Delineando el futuro
La base productiva del Uruguay está en la producción agropecuaria, la pesca, forestación, turismo y tecnología. La gran ventaja es que, salvo la tecnología que se debe desarrollar desde cero, al resto de las actividades solo hay que preguntarles qué necesitan para triplicar su producción.
Eso supone poner al Estado a su disposición. Seguramente se solicitará eliminar con fecha cierta los monopolios estatales en combustibles, servicios y liquidación inmediata de organismos superfluos o deficitarios.
También la producción solicitará auditorías en todo el Estado para definir cuánto y qué capacitado personal es necesario para brindar un servicio de excelencia. Es que esto significará eliminar y reducir impuestos que encarecen la producción. Recordemos que es el Estado subordinado a las metas de producción de la actividad privada, y no al revés, como ahora.
El otro aspecto fundamental que se le exigirá al Estado para poder triplicar la producción es eliminar las actuales leyes laborales. Suplantarlas por acuerdos por empresa, porque cada empresa y cada trabajador sabe qué es lo que conviene para producir más y obtener mejor remuneración.
Posiblemente, se le pida al Estado eliminar el Banco de Previsión Social y las cajas de jubilaciones, además del sistema de seguro de paro. Sistemas perfectamente reemplazables por seguros privados de retiro y de despido. Para que cada trabajador sea libre de decidir su edad y monto de retiro individual. Los sindicatos continuarán como hasta ahora, solo que deberán cobrar su cuota de manera privada y su afiliación será optativa.

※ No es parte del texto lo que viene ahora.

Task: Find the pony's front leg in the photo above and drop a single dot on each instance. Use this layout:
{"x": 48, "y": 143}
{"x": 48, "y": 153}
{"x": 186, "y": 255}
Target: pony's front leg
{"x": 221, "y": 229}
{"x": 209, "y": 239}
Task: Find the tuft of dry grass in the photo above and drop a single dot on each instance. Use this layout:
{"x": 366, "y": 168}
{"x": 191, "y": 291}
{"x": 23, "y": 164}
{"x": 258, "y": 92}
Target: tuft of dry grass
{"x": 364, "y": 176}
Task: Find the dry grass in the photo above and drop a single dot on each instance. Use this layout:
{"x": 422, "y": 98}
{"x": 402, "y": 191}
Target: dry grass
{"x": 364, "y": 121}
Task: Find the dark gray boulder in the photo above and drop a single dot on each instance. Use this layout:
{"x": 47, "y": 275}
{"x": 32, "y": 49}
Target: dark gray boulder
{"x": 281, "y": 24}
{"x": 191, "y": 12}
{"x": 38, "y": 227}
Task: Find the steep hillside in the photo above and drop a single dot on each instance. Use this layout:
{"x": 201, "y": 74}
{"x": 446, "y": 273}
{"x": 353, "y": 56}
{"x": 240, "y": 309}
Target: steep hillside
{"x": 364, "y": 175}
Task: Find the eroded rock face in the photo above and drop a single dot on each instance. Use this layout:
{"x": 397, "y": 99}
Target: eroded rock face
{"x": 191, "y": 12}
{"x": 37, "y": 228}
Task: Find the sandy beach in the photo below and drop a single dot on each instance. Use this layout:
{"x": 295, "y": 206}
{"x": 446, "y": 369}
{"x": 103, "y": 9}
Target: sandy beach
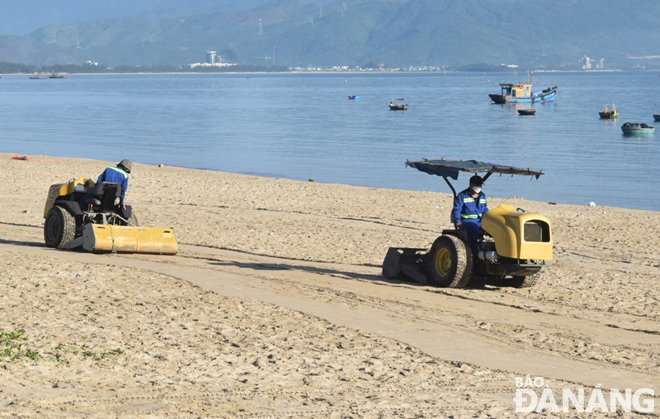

Por último, se le pedirá al Estado que invierta en Educación de calidad para formar mejores y calificados ciudadanos. Privilegiando aquellas carreras o profesiones afines a los objetivos de crecimiento del país. Que invierta en infraestructura vial y comunicaciones para facilitar el transporte y salida de la producción. La inversión en salud básica de calidad representará un enorme avance productivo, menos enfermos es igual a mayor capacidad laboral.
Es tan sencillo como liberar las fuerzas de la producción y competencia.